Using the following equation:

$$U = \left(\frac{B \times L \times \sin(\theta)}{C}\right)^{1/3}$$

I can calcukate the velocity of a flow traveling down a slope.

I would like to check that the units I'm using in this equation are correct. Therefore I do some checks:

$$ms^{-1} = \left(\frac{m^{2} s^{-3} \times m \times ^{o}}{-}\right)^{1/3}$$

note $C$ is dimensionless. If I ignore the degree symbol for $\sin(\theta)$ this equation makes sense i.e. the units on the left and right match up. How does this work without ignoring the degree unit? Would you even consider the degree when doing this? Note that $\theta$ is the angle of a slope.

• – Gowtham Mar 5 '15 at 9:36
• So, here I'm suppose to use radians and not degrees for the calculation – Emma Tebbs Mar 5 '15 at 9:38
• Radians are just a multiplicative factor away from degrees. – Kieran Hunt Mar 5 '15 at 9:39
• It doesn't matter what angle units you use. The point is that the sine is unit less. – Steeven Mar 5 '15 at 10:01
• More on degrees vs. radians. More on radians & units. – Qmechanic Mar 5 '15 at 11:04

## 2 Answers

The angle $\theta$ might have units of degrees, yes. It could also have been in e.g. radians. But putting it through the sine function removes the unit. The $\sin(\theta)$ is unitless.

The sine and cosine functions are defined as the "distance" vertically and horizontally, respectively, to the point on the unit circle. That is, a distance per unit lenght. That is unitless. By using these functions you get a distance without units, not an angle.

• I see , I didn't know that. – Emma Tebbs Mar 5 '15 at 9:57

According to the SI Brochure as well as ISO 80000, plane angle is an ISQ derived quantity.

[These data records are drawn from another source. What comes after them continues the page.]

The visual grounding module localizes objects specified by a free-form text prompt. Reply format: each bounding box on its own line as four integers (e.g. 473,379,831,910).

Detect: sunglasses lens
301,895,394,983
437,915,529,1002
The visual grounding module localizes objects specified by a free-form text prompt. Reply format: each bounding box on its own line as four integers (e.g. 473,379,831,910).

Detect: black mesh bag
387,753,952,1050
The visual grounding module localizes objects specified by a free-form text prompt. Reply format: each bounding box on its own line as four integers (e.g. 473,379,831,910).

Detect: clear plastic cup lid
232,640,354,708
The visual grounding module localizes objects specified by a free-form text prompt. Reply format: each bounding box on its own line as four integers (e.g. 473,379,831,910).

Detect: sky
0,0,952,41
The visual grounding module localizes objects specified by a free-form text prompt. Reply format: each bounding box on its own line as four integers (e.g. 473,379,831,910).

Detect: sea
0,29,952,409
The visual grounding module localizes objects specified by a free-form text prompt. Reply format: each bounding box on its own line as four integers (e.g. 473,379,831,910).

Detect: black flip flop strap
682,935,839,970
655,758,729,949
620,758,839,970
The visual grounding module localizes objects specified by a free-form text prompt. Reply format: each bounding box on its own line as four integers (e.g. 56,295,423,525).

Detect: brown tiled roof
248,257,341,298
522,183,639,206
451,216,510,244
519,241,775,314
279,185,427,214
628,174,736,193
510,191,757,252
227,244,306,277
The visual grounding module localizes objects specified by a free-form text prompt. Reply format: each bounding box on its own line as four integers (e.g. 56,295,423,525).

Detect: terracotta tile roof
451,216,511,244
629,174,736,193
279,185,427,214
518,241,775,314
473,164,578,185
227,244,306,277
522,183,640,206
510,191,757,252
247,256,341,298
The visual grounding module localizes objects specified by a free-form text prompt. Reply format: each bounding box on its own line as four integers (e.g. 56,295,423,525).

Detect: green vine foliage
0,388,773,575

The SI coherent derived unit of the plane angle expressed in terms of SI base units is ${\text{m/m}}$. Thus, expressed in terms of other SI units, the SI coherent derived unit is simply $1$.

The radian is a special name for the number one that may be used to convey information about the quantity concerned. The special symbol is ${\text{rad}}$.